There are however specific differences and challenges. As Don Reinertsen puts it, “It is the difference between making food and making recipes. The manufacturing factory creates food for people to eat. The design factory creates recipes.” Factories typically deliver a product multiple times, from small series to mass production, where product development delivers a recipe only once. However, with increased mass configuration and incremental improvements from development, quantities will drop. Without changing the organization, way of organizing production flow and the technical abilities, quality will drop and costs will sky-rocket. As agile manufacturing has a totally different purpose, vision and strategy will need to change and with that the organization, way of organizing, and technical ability. To get there requires a transition as described in The Journey.

Rapid responsive organization

To be able to quickly respond to changes (like market conditions), we need flexibility, both in capacity as in competence/capabilities. We need this in people and machinery in our own organization, as well as suppliers we depend on. We can find flexibility in the machines, people, organizations themselves, or by being flexible in where to have the work done. Machines can become more flexible by rapid tool changes, flexible grippers, use of multi-purpose robots, etc.

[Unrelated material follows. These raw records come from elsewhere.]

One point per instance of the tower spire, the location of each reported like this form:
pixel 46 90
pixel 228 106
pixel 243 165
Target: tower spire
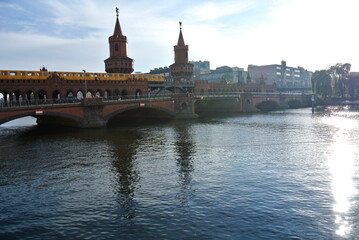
pixel 180 38
pixel 118 30
pixel 181 69
pixel 118 62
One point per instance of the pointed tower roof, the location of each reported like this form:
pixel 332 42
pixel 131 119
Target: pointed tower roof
pixel 180 38
pixel 118 31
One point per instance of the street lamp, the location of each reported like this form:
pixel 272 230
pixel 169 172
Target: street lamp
pixel 85 84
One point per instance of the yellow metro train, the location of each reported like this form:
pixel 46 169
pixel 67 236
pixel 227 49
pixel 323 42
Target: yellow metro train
pixel 42 75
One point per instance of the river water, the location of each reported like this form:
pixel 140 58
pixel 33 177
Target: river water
pixel 280 175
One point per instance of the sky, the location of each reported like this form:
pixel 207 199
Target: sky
pixel 72 35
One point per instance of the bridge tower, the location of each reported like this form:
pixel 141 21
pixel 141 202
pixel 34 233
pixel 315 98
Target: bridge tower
pixel 181 70
pixel 118 62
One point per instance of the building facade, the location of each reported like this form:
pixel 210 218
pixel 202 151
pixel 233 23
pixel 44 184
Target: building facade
pixel 282 76
pixel 223 74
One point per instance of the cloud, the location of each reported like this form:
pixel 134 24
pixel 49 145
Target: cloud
pixel 74 34
pixel 11 6
pixel 215 10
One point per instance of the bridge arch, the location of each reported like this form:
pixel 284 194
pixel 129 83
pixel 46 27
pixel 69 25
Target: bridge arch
pixel 42 95
pixel 70 94
pixel 30 95
pixel 79 94
pixel 161 112
pixel 267 105
pixel 294 103
pixel 124 92
pixel 99 93
pixel 107 93
pixel 50 116
pixel 56 94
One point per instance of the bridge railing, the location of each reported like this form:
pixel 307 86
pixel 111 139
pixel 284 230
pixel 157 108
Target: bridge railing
pixel 36 102
pixel 71 101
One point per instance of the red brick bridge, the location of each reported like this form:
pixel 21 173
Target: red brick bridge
pixel 98 112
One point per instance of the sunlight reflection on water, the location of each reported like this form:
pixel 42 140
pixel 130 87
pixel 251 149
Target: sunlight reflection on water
pixel 342 168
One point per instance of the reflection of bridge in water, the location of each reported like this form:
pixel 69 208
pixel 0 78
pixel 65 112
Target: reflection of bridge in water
pixel 98 112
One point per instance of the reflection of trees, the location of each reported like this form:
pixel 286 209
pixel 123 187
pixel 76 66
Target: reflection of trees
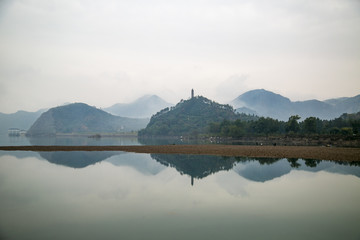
pixel 293 162
pixel 76 159
pixel 196 166
pixel 311 162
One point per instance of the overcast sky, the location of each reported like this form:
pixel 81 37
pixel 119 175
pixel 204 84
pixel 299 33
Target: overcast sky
pixel 111 51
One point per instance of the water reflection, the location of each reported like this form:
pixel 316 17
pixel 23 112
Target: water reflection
pixel 195 166
pixel 82 141
pixel 259 170
pixel 76 159
pixel 143 196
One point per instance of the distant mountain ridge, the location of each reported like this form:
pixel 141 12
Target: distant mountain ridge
pixel 20 119
pixel 82 118
pixel 143 107
pixel 268 104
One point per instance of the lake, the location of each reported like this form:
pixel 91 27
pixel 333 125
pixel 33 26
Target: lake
pixel 118 195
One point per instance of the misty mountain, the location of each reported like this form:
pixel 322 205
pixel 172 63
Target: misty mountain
pixel 188 117
pixel 269 104
pixel 20 119
pixel 143 107
pixel 82 118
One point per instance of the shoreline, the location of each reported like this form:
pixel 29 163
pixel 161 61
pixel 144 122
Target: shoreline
pixel 304 152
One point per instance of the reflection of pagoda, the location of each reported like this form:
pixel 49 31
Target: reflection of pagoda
pixel 196 166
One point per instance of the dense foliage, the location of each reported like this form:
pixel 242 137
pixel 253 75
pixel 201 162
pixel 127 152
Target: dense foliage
pixel 346 124
pixel 189 117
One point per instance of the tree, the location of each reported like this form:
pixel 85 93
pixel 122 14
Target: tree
pixel 292 124
pixel 310 125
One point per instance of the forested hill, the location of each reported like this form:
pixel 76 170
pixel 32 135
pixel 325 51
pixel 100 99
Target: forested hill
pixel 189 117
pixel 82 118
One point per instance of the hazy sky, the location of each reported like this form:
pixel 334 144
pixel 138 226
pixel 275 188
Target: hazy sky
pixel 110 51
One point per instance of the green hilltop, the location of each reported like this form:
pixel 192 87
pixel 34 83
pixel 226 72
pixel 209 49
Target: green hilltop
pixel 189 117
pixel 81 118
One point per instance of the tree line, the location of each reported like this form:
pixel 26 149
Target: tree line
pixel 346 124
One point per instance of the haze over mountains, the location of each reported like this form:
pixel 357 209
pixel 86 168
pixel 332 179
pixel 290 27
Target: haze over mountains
pixel 143 107
pixel 82 118
pixel 268 104
pixel 258 102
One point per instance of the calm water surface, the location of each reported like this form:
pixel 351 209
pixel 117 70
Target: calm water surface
pixel 117 195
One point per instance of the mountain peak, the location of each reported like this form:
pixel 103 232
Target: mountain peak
pixel 269 104
pixel 188 117
pixel 142 107
pixel 82 118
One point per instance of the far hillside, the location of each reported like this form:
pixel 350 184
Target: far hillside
pixel 268 104
pixel 143 107
pixel 80 118
pixel 189 117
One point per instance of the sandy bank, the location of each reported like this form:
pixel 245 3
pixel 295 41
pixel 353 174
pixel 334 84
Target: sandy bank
pixel 321 153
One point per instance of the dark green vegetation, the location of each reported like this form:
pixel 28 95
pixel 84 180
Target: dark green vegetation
pixel 346 124
pixel 268 104
pixel 190 117
pixel 83 119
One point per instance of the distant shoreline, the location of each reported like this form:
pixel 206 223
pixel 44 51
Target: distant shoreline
pixel 304 152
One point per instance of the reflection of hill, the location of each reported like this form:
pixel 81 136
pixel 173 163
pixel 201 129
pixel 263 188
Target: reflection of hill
pixel 256 170
pixel 142 163
pixel 76 159
pixel 196 166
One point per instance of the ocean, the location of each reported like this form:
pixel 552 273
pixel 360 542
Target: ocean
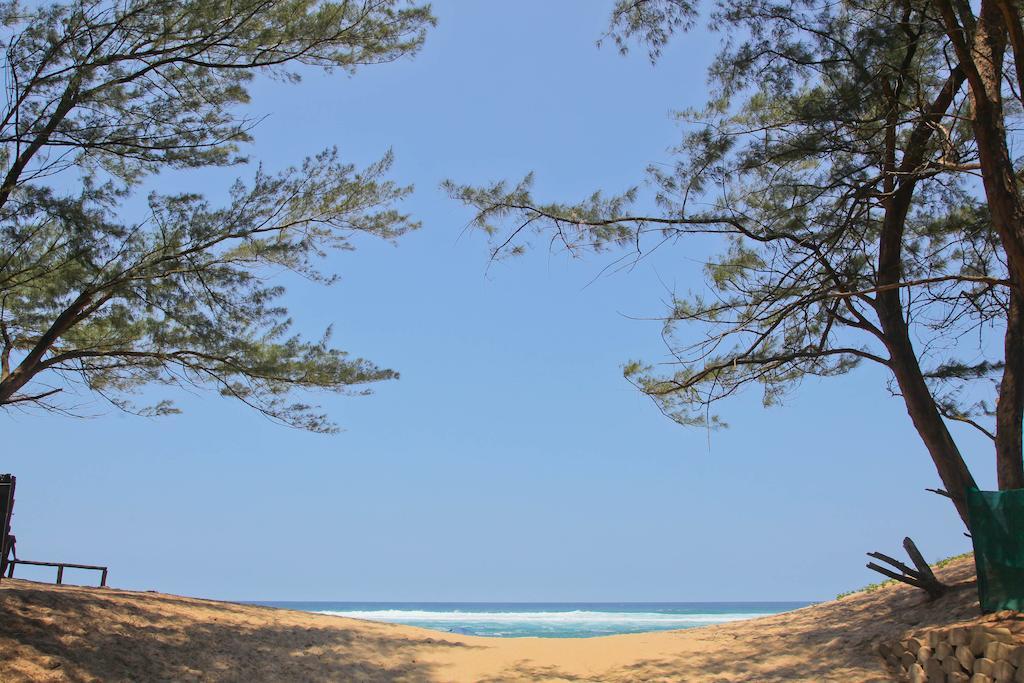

People can become more flexible by learning different competences (T-shape), using technology like augmented assembly, etc. 

Organizations can become more flexible by bringing work to teams or partners, or better even, let them pull it in from a pool, resulting in something referred to as virtual enterprise. The network-like structure and flexible flow of production, will require a different type of management as explained in the topic on “Rapid responsive production flow”.

The type of suppliers we need are the ones that share the vision of agile manufacturing. Particularly for co-developers and suppliers that have to deliver rapid proto’s varying from simple 3D parts, to complete assemblies like PDB’s. It helps to have a pool of these suppliers and work in close contact with them (cut out hand-offs and dependencies).

People (and that includes suppliers, co-developers, etc.) require knowledge, skills and insight in order to be rapid responsive in this complex environment. This takes time and effort. Therefore it is important to invest in long term relationships like stable teams and strategic alliances (agile contracts) with suppliers.

Rapid responsive production flow

Delivering complete (sub)systems requires production, collection, and assembly of many many parts coming from many different suppliers from all over the world. The parts can be standard, customized, co-developed, complete subsystems, etc. Some are stock items where others are on back-order or being co-developed which can possible result in delays. When we combine this with flexibility in who will deliver, e.g. via a pool of international suppliers that can bid on work, things get quite complex. Similar to Product Flow, we need to guide and manage the production flow, and also the transition to agile manufacturing.

Guidance means that we understand why we need this (purpose/mission) and how we expect it will look in several years (vision), so we can engage suppliers that are willing and capable of participating. We need to form a strategy and determine objectives that will bring us closer to the vision, and form coalitions to collaboratively create results. As with agile product development, it might also be a good idea to introduce cadence and synchronization to production. This could provide a heartbeat in which suppliers can align and deliver, parts and (sub)assemblies can pass through, and predictability is improved.

Managing the flow means making it incremental (design for manufacturing) and visible. By reducing the overall work in process and batch sizes (flexible machines can bring down transaction costs), reducing rework (for instance production simulation as a form of test driven production), manage capacity (offer work to pool for pulling), prioritize work based on true value/effort (or better even, cost of delay), and reduce bad variability (let robots take over simple to complicated repetitive work, organize so developers, supply chain, factory workers, suppliers, etc. are working closely, even co-located, together).

Technical ability

You asked the impossible of a machine and the machine complied.” – Kurt Vonnegut Jr

Technology is a big enabler for agility.

  • It can take away error-prone, time and resource consuming tedious tasks.
  • It can reduce physical limitations like reach, weight, hazards, fatigue, etc. via exoskeletons, remote operated robots in hazardous areas, handtools, etc.
  • It can calculate and simulate for fast, sometimes autonomous, decision making.
  • Automated machines can be rapidly adjusted by sending new instructions remotely and providing flexible grippers and tools.
  • AGV’s can be used to transport goods flexibly and fast between stations or from/to storage.
  • Robots can work together to do complicated tasks.
  • Robots (smart algorithms or AI) can support people in making decisions (robo-assistent).
  • Robots that can quickly do a complex task by learning from a person.
  • Production simulation can verify production plans before execution to prevent downtime.
  • Sharing data (e.g. via PDM, MRP, model based design, over the cloud) makes it more accessible and instant (especially when suppliers are part of that).
  • Flexible machines like 3D printers can print huge (coach bus size) complex parts (even electronics) in various materials (even titanium), even in combinations in one go.
  • Augmented reality can enhance the flexibility and speed of workers.